Over the park wall, I glimpse a side-view of the colossal bronze sculpture of Alice in Wonderland rising at the far end of the pond: Alice surrounded by the Rabbit, the Hatter, the Cheshire Cat.

There is your model for random encounters,
I tell myself.
There are your transformations.

Some of Tenniel's delectably surreal drawings come to mind, the ones I pore over so happily with Sophia in my lap: Alice swimming for her life in the Pool of Tears, Alice dolefully holding a pig dressed as a baby, the outlandish Hatter at the Tea Party.

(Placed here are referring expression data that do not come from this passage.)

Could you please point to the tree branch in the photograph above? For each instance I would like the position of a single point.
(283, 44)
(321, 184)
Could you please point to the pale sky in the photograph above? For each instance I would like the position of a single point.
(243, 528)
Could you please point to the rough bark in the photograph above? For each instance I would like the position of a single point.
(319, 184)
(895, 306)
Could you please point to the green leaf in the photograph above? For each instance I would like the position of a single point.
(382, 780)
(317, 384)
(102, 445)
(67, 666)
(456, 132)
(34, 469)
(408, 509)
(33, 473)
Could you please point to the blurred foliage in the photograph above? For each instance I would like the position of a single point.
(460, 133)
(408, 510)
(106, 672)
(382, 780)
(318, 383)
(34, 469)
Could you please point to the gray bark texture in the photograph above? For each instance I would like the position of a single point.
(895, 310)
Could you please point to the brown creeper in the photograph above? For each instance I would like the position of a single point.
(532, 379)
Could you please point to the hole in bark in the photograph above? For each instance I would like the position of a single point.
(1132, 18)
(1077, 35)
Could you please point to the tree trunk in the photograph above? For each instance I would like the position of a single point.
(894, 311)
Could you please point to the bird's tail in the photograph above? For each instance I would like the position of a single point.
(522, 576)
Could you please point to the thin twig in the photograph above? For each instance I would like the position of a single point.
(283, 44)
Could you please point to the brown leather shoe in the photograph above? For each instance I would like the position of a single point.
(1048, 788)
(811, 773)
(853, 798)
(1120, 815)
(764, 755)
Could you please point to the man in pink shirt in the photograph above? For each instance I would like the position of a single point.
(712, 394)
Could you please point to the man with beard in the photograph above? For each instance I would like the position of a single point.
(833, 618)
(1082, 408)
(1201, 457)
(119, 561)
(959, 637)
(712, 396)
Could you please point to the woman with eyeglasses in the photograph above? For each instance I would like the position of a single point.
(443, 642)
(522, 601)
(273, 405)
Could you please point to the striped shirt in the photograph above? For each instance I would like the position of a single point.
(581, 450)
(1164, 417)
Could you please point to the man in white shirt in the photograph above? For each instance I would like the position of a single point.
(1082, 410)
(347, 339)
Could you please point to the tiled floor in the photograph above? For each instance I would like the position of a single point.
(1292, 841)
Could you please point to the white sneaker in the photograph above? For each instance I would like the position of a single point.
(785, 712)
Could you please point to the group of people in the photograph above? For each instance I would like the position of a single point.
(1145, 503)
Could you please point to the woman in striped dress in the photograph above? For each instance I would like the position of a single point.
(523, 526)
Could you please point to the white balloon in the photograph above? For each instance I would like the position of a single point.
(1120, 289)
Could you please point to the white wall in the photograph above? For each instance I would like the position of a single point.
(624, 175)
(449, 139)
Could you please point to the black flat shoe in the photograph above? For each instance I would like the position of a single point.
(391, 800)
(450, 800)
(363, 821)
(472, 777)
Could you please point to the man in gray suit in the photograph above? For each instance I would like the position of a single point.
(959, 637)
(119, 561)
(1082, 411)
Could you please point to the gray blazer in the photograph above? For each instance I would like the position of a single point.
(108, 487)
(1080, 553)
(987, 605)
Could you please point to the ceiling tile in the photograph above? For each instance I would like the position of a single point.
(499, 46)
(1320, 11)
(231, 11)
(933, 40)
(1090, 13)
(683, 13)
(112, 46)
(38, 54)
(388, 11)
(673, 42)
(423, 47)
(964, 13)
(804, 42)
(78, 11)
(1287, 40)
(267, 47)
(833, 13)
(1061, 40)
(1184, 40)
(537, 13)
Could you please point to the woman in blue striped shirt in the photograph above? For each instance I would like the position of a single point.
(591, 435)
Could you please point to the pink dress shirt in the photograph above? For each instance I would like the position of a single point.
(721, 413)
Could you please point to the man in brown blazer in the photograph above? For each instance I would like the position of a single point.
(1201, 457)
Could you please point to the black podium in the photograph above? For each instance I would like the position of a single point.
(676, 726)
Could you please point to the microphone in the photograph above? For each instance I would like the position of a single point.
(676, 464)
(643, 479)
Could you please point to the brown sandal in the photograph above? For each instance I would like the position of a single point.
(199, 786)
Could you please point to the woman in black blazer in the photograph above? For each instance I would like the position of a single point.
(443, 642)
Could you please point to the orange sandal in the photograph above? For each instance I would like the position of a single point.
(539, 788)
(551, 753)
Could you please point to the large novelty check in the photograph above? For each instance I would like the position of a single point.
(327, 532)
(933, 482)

Then the sculpture is behind me. Straight ahead, I make out the oddly warted trunks of a sycamore copse—no, it's London planes— the swollen boles of their bodies slick and black as toads. The white stone flagship of museums looms beyond.

5. A Question

Upstairs in the Metropolitan Museum of Art, the first Vermeer I come to is a very early (1656–7) genre piece called
A Maid Asleep
. This one painting keeps company in a central gallery full of Dutch Masters. The other four Vermeers hang side-by-side in the last room of the wing. Maybe the curators felt
A Maid Asleep
is of a different breed altogether. It is similar to Nicholas Maes's sublime
Girl Peeling Apples
that hangs next to it here. In fact, the vocabulary of this early painting is, as Gowing writes, “not essentially different” from that of Vermeer's contemporaries.